The Carly Simon song “Nobody Does it Better” comes to mind when I think about Riedel crystal wine decanters. They are extremely efficient when it comes to wine aeration; Riedel puts an inordinate amount of research and development into all of the glassware they produce. From the surface area of the bowl of a crystal wine glass and how it relates to a type of wine, to the shape of the lip, to the height, to the way it feels in your hand–they leave no stone left unturned when it comes to their wares and how they enhance the experience of a fine wine. What is so impressive to me is that they are as visually appealing as they are functional. Case in point: the Amadeo Lyra decanter.
Happy Birthday Mozart
Launched in 2006, the original clear Amadeo wine decanter was not only a commemoration of Riedel’s 250th anniversary, it was also a celebration of Wolfgang Amadeus Mozart, whose 250th birthday was during that same year. Inspired by the lyre, a u-shaped stringed musical instrument used in Greek Classical Antiquity, the Amadeo looks more like a piece of fine art than a vessel whose purpose is to make your wine taste better. The larger opening on the decanter is where you pour the wine from the bottle, and the smaller opening pours the wine into the glass after an appropriate time of aeration. It’s extremely easy to use and complements the ambience of any environment. A hand-blown crystal wine decanter, no Amadeo is exactly the same.
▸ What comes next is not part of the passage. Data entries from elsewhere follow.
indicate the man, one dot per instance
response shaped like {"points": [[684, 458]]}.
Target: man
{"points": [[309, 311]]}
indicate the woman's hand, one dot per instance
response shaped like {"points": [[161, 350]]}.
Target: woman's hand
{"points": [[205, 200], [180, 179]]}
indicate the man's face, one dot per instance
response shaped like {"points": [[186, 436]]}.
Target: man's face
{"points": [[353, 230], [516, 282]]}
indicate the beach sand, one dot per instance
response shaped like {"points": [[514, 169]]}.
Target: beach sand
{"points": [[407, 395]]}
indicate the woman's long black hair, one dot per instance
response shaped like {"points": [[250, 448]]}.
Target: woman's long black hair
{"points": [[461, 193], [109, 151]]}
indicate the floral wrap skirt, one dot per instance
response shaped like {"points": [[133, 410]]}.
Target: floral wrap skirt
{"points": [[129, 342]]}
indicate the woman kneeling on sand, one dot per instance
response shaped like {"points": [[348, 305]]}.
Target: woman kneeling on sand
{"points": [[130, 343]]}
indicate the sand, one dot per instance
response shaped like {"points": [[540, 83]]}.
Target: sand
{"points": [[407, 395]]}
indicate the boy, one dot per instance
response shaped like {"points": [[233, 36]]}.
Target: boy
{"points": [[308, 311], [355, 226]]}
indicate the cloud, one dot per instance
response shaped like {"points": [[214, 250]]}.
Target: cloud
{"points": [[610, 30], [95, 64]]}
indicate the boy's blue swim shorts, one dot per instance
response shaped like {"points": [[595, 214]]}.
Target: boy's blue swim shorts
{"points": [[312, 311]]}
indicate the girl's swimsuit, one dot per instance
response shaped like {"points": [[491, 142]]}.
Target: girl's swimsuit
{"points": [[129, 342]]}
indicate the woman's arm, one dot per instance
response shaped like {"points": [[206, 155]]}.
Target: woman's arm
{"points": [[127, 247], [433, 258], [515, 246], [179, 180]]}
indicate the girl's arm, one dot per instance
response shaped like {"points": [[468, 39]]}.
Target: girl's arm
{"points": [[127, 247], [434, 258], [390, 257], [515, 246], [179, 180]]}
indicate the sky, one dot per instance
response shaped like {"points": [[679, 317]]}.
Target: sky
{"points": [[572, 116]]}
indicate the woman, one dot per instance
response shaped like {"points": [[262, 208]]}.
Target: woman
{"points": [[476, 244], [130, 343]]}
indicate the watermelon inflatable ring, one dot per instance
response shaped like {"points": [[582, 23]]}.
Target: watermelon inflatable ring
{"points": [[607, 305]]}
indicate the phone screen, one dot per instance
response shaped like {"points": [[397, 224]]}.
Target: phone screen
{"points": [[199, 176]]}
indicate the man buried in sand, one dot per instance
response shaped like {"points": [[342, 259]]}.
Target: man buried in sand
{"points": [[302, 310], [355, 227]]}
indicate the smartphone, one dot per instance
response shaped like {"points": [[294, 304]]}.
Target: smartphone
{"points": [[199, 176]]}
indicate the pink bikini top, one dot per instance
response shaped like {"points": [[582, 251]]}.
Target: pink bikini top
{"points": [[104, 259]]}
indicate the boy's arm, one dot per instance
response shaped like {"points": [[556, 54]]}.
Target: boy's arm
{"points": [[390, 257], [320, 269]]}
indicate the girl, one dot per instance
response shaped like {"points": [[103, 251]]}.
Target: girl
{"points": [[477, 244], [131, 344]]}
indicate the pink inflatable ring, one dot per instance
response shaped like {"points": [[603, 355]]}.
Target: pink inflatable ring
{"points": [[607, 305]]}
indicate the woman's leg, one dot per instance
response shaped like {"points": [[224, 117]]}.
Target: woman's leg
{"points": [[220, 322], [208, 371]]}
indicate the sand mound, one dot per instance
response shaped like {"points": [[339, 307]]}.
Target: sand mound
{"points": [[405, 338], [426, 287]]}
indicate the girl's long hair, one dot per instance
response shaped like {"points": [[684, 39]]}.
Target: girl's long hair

The Black Amadeo Wine Decanter – a Dark Twist
During 2007, Riedel introduced a variation of the Amadeo–the Black Amadeo. This dark, striking decanter is more difficult to produce, making it subsequently more expensive. When producing the decanter, the glassmakers use manganese oxide, which gives the Black Amadeo shades ranging from deep, dark purple to pitch black. The reason it’s more laborious to make this decanter is that the manganese oxide makes the molten glass cool down much quicker, which gives the artisans less time to sculpt the glass. The Black Amadeo is just as striking to look at as the original clear decanter (admittedly, this author prefers the look of the clear); however, one drawback about the black version is that it is very difficult to see the wine in it. If you prefer the Black Amadeo, you could always guesstimate how many glasses have been poured from it.
The Riedel Black Tie Amadeo
If you like both versions of the Amadeos, you might consider looking at the Black Tie Amadeo, introduced in 2010. It offers both the brilliant clearness of the original Amadeo, but adds a sleek “tuxedo” stripe of the black coloring as an accent. As with the Black Amadeo decanter, manganese oxide is used to produce the black stripe, making this one more difficult to produce as well, which obviously makes it a little more pricey than the original.
Whatever your taste, the Riedel Amadeo decanter is an incredibly attractive, functional choice of decanter.